Talimat mahkemesince 12/06/2017 tarihinde dinlenilen tanık … beyanında; “Ben davalı şirkette yaklaşık 5 yıl kadar çalıştım, 2 sene önce de şirketten ayrıldım, davalı şirkette şoför olarak çalışıyordum, davacı şirketle yapılan sözleşme gereğince kararlaştırılan ürünlerin teslimini şoför olarak ben yaptım, ürünlerin beğenilmemesi gibi bir durum söz konusu değildi, ben ürünleri davacı şirkete teslim ettiğimde kontrolünü orada yaptılar, herhangi bir sorun çıkmayınca da ürünleri teslim aldılar ben teslimden sonra bir gece orada kalıp daha sonra geri dönüyordum, teslim aldıkları gün montaja dahi başlıyorlardı, teslimatları ben her zaman zamanında yaptım, şirket bakımından kararlaştırılan zamandan sonra yapılması durumu olup olmadığını bilmiyorum, ancak ben teslim aldığım zaman İstanbul’ a 5-6 saatte teslim ediyordum, ürünlerin kötü olması ile ilgili tarafıma hiçbir söylemde bunulmadı, ürünleri teslim aldılar ve hatta aynı gün montaja dahi başladılar, karşı davacı şirketin davalı … inşaattan tahsil edemediği alacağı olup olmadığını bilmiyorum, benim bilgim bundan ibarettir” beyanında bulunmuş ve iş bu beyanını imzası ile tevsik etmiştir.
Mahkememizin —– tarihli celsesinde dosya bilirkişi heyetine tevdi edilmiş, bilirkişi heyeti tarafından sunulan ————havale tarihli rapor ile özetle; asıl dava bakımından, davacının davalından dava tarihi itibari ile ——- tutarında tazminat alacağına sahip olduğu, bu alacağın talebi gibi ———– tarihinden itibaren avans faizi ile tahsili gerektiği, karşı dava bakımından, davalının davacıdan karşı dava tarihi itibari ile ———— TL tutarında cari hesap alacağı olduğu, bu alacağa ihtarname tebliğ tarihinden 7 gün sonraki tarihten itibaren talebi gibi yasal faizi ile tahsili gerektiği kanaatine varıldığı bildirilmiştir.
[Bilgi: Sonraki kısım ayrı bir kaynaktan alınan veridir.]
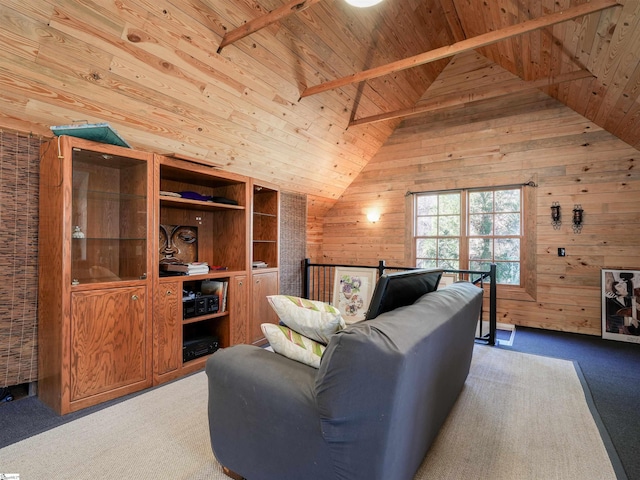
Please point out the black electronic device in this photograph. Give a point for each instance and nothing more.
(199, 347)
(200, 305)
Mahkememizin ———– tarihli celsesinde davalı karşı davacı vekilinin itirazlarının değerlendirilmesi için dosya önceki bilirkişi heyetine tevdi edilmiş, bilirkişi heyeti tarafından sunulan—- tarihli rapor ile özetle; asıl dava bakımından, davacının davalıdan ———— TL tazminat alacağı bulunduğu, karşı dava bakımından, davalının davacıdan ————– TL cari hesap alacağının bulunduğu kanaatine varıldığı bildirilmiştir.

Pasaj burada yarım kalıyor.